In Nederland is het aantal mensen dat in armoede leeft volgens een nieuwe meetmethode van het CBS, SCP en Nibud gedaald. Toch toont de methode ook aan dat de ernst van armoede is toegenomen: mensen die arm zijn, hebben nu vaker te maken met een groter geldgebrek. Een belangrijk, maar vaak vergeten aspect van armoede is het stigma dat erop rust, zo stelt Caroline Harnacke van kennisorganisatie Movisie.
Veel mensen die zelf niet in armoede leven, denken vaak dat armoede de eigen schuld is van degene die het treft. Ze veronderstellen dat iemand simpelweg harder had moeten werken of beter had moeten presteren op school. Wat ze echter vaak niet beseffen, is dat armoede iedereen kan overkomen, bijvoorbeeld door een combinatie van onverwachte gebeurtenissen zoals het verliezen van een baan, een scheiding of ziekte.
Dit wantrouwen tegenover mensen in armoede ondermijnt hun eigenwaarde en maakt het moeilijker voor hen om hulp te vragen.

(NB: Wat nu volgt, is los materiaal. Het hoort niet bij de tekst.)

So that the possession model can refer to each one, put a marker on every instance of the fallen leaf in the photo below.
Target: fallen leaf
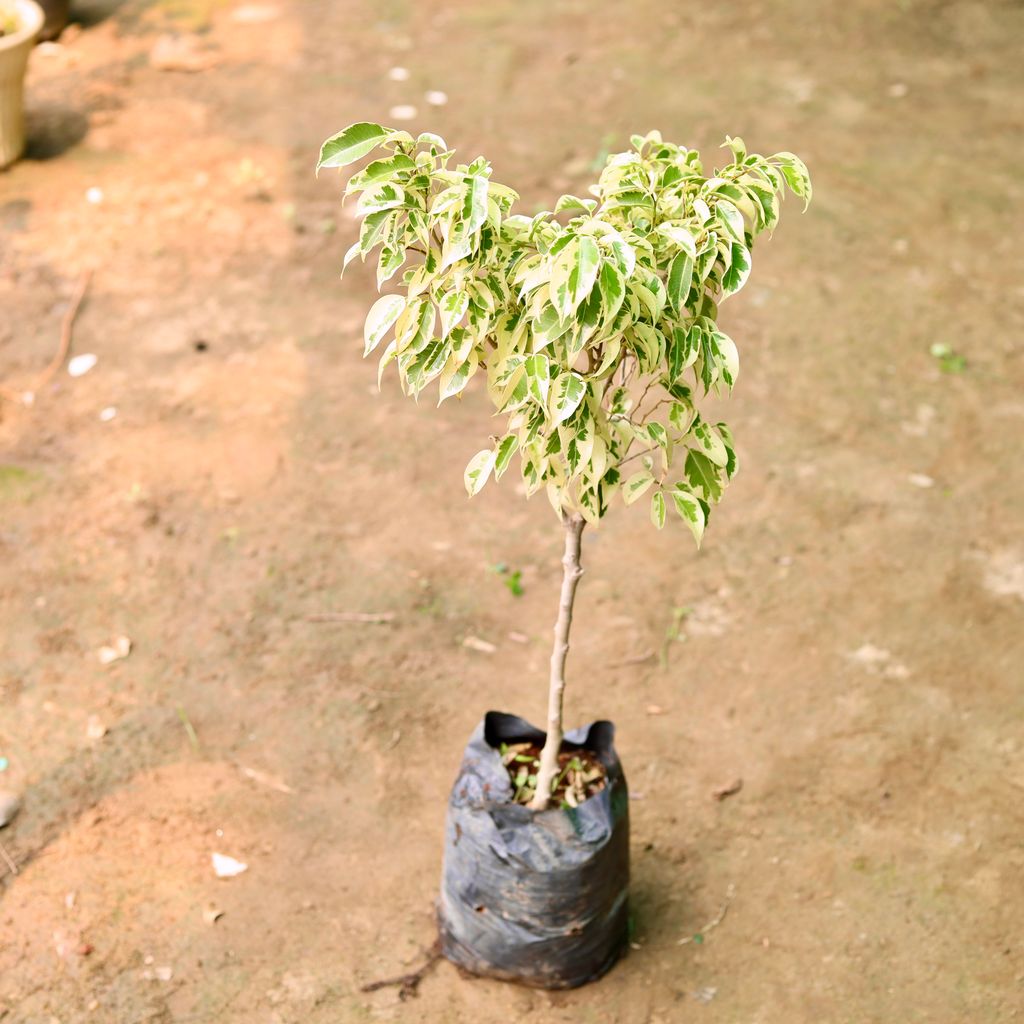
(253, 13)
(727, 791)
(79, 366)
(264, 778)
(94, 728)
(211, 914)
(10, 804)
(226, 867)
(184, 53)
(118, 648)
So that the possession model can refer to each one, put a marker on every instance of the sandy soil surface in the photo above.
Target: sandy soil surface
(849, 642)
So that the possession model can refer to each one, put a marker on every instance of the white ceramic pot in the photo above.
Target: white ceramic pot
(13, 58)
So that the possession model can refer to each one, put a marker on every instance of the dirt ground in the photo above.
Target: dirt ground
(850, 639)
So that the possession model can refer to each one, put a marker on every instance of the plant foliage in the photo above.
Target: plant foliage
(595, 325)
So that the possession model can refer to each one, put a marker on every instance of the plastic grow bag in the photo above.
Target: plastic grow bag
(539, 897)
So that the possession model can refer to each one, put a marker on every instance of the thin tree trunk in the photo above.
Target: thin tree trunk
(570, 577)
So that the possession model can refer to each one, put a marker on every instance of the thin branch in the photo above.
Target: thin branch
(67, 325)
(8, 859)
(409, 984)
(716, 921)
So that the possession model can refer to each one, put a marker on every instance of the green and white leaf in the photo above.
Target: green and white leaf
(690, 511)
(380, 320)
(351, 143)
(478, 469)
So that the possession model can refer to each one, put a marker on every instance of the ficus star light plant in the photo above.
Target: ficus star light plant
(594, 326)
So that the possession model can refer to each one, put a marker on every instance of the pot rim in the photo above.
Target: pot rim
(32, 17)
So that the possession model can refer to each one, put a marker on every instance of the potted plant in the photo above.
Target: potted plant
(20, 22)
(594, 328)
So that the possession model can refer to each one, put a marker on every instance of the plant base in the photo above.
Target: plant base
(538, 897)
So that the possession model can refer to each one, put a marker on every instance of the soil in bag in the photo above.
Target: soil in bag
(535, 897)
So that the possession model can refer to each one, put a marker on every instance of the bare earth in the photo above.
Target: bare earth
(850, 640)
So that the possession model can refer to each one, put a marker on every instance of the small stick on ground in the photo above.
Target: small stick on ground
(728, 791)
(8, 859)
(647, 655)
(67, 325)
(368, 617)
(714, 923)
(409, 984)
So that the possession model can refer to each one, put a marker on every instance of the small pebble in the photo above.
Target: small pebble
(94, 728)
(78, 366)
(10, 804)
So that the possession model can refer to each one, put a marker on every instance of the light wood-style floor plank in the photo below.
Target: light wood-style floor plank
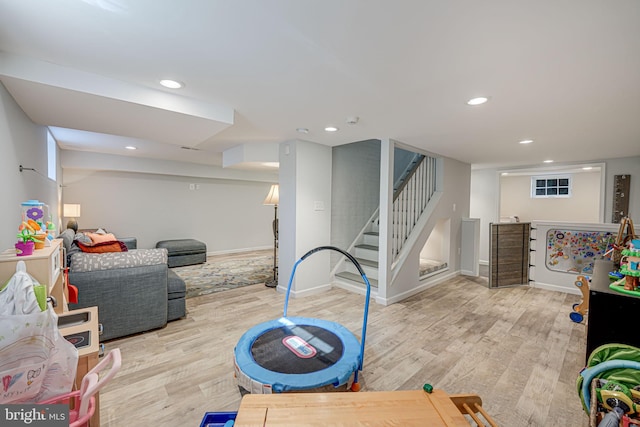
(515, 347)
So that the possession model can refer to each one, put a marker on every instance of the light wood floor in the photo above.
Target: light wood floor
(516, 347)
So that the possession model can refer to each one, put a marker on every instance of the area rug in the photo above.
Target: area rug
(218, 274)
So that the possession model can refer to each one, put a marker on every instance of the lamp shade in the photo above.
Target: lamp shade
(273, 197)
(71, 210)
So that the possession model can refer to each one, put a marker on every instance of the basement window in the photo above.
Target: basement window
(551, 186)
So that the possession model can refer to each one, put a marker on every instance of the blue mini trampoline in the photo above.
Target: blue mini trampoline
(300, 353)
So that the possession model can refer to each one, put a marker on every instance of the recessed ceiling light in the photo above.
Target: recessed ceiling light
(477, 101)
(171, 84)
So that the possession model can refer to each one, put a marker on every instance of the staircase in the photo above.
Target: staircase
(412, 193)
(366, 253)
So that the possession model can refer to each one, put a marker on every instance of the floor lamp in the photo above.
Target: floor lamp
(272, 199)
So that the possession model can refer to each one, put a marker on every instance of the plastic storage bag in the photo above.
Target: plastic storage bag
(36, 361)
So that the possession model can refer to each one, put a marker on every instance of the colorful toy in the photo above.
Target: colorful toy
(580, 309)
(630, 270)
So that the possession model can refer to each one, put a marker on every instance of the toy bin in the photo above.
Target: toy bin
(218, 419)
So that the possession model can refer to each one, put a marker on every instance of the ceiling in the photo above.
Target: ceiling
(565, 74)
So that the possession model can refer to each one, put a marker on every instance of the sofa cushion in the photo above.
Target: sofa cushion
(103, 247)
(84, 262)
(101, 238)
(182, 246)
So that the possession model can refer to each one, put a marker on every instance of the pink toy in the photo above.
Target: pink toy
(83, 401)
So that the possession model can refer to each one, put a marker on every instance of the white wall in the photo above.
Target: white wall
(455, 191)
(22, 142)
(484, 205)
(438, 241)
(227, 215)
(305, 184)
(582, 206)
(485, 195)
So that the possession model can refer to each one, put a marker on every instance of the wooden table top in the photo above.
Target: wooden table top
(383, 408)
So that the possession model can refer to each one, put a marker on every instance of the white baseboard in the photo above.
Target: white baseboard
(556, 288)
(362, 290)
(237, 251)
(423, 286)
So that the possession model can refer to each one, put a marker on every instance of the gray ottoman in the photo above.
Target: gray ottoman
(177, 290)
(184, 251)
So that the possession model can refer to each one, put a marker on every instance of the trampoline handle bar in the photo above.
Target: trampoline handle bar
(364, 278)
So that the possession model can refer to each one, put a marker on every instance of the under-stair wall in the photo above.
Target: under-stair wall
(452, 204)
(362, 239)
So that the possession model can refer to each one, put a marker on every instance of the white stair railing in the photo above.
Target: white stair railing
(410, 201)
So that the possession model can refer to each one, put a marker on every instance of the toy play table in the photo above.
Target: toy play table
(401, 408)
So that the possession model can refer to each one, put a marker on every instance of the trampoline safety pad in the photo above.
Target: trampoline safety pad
(295, 353)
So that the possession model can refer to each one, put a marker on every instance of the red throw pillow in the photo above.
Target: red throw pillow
(113, 246)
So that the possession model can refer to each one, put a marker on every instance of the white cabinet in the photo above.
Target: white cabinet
(45, 265)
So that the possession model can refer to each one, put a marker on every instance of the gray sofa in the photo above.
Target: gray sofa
(134, 290)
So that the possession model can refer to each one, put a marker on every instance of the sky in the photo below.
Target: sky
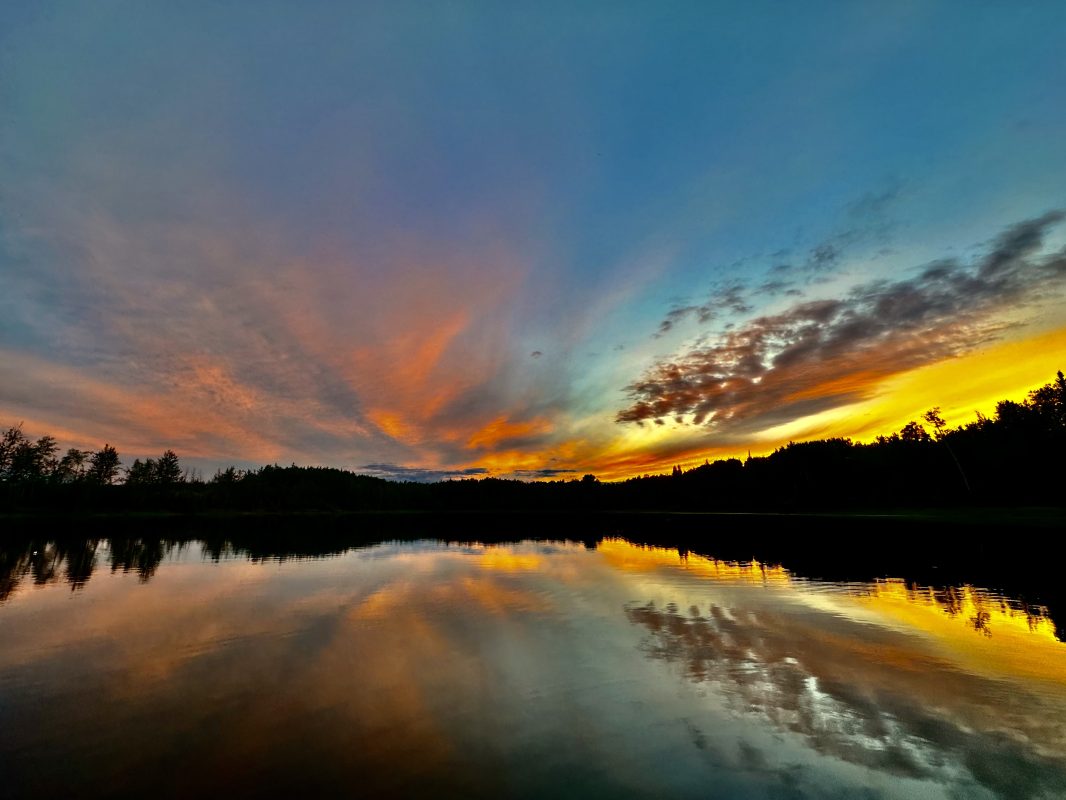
(446, 239)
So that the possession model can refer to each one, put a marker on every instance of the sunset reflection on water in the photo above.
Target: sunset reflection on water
(529, 669)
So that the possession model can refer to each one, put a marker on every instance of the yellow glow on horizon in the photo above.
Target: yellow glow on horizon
(959, 386)
(983, 630)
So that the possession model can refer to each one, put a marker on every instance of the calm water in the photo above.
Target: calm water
(526, 670)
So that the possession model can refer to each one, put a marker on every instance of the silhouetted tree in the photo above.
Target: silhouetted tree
(141, 473)
(167, 469)
(32, 461)
(914, 432)
(71, 467)
(12, 440)
(103, 465)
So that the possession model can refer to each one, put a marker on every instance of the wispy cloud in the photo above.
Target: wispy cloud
(822, 354)
(418, 475)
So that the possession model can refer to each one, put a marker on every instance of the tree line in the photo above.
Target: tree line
(1013, 458)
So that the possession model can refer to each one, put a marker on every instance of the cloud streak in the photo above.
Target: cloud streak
(821, 354)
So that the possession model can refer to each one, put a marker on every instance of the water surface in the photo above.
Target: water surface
(534, 669)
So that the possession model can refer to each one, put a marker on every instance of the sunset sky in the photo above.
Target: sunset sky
(437, 239)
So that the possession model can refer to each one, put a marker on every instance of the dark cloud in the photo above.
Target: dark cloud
(544, 473)
(729, 299)
(419, 475)
(821, 354)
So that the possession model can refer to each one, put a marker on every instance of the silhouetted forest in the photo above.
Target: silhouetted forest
(1014, 458)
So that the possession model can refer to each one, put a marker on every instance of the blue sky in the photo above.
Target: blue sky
(338, 233)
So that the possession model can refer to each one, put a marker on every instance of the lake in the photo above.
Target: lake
(539, 668)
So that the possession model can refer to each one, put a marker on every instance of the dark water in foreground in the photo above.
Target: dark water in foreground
(536, 669)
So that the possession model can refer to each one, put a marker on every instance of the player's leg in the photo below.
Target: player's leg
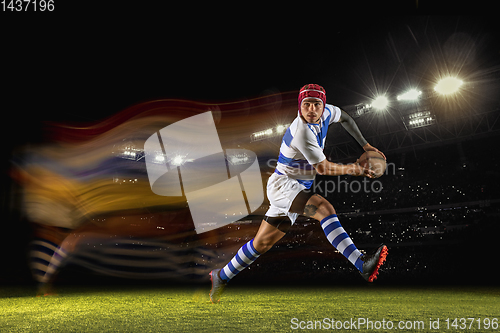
(271, 230)
(320, 209)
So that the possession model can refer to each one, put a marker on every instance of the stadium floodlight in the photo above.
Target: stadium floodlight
(448, 85)
(380, 103)
(410, 95)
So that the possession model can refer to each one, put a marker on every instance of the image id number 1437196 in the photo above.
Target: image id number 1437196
(28, 5)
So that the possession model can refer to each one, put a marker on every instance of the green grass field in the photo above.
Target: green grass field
(248, 309)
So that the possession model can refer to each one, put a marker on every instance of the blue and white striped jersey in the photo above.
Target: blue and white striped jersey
(303, 144)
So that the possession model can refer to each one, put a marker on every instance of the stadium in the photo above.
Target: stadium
(425, 95)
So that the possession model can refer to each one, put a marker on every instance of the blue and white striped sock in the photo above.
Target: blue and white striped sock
(341, 240)
(246, 255)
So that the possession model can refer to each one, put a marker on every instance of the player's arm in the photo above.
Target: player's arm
(350, 126)
(328, 168)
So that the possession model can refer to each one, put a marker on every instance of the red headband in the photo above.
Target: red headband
(312, 91)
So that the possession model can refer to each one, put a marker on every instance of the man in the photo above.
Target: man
(301, 158)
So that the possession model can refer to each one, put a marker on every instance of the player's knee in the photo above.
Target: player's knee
(325, 209)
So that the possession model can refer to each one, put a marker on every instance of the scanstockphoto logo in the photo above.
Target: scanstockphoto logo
(186, 159)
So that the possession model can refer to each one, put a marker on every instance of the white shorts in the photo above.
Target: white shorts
(281, 191)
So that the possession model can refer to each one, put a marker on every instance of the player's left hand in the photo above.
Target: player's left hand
(369, 147)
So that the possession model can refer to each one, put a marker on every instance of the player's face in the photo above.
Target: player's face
(311, 109)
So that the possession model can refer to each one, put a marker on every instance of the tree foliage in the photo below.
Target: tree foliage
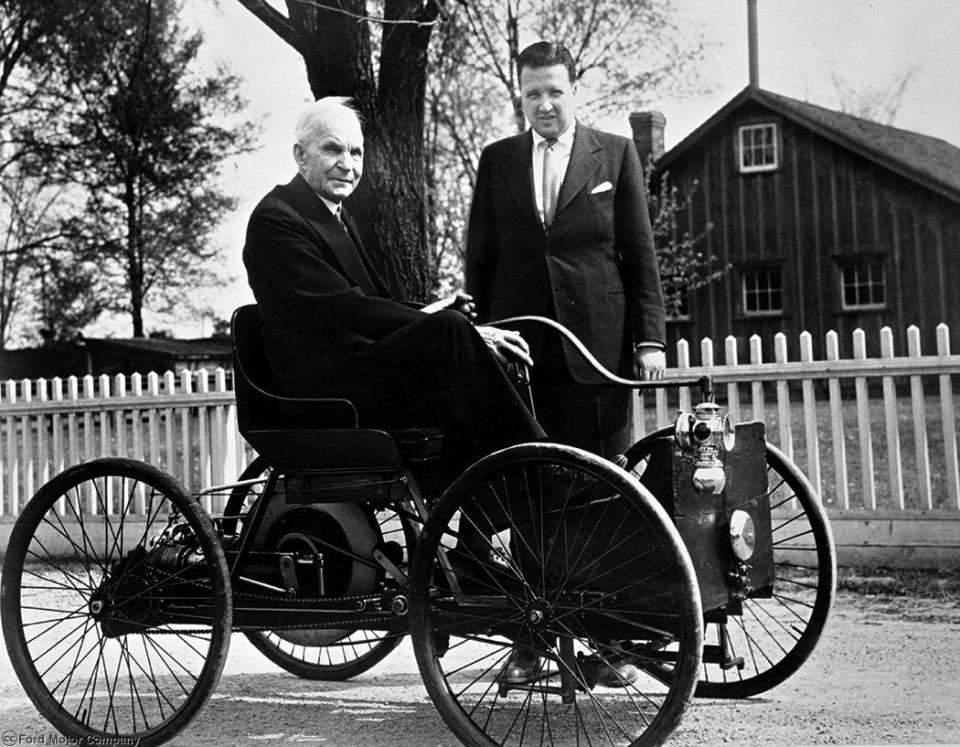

Er heerst veel schaamte om bijvoorbeeld financiële hulp voor een schoolreisje van een kind aan te vragen, of om iets te pakken uit een weggeefkast in de buurt. Het stigma dat mensen in armoede lui of dom zouden zijn, houdt deze schaamte in stand en zorgt ervoor dat ze in een vicieuze cirkel blijven zitten. Dit vergroot de kloof tussen mensen met en zonder bestaanszekerheid.
Caroline Harnacke benadrukt dat het belangrijk is dat mensen die niet in armoede leven, anders leren kijken naar mensen die dat wel doen. Het doorbreken van het stigma is een cruciale stap in de bestrijding van armoede. Zonder deze verandering zal armoede blijven bestaan, met ernstige gevolgen voor zowel de mensen die ermee te maken hebben als de samenleving als geheel. Een toenemende ongelijkheid, stijgende zorgkosten en meer polarisatie tussen groepen zijn slechts enkele van de mogelijke gevolgen als het stigma rondom armoede niet wordt aangepakt.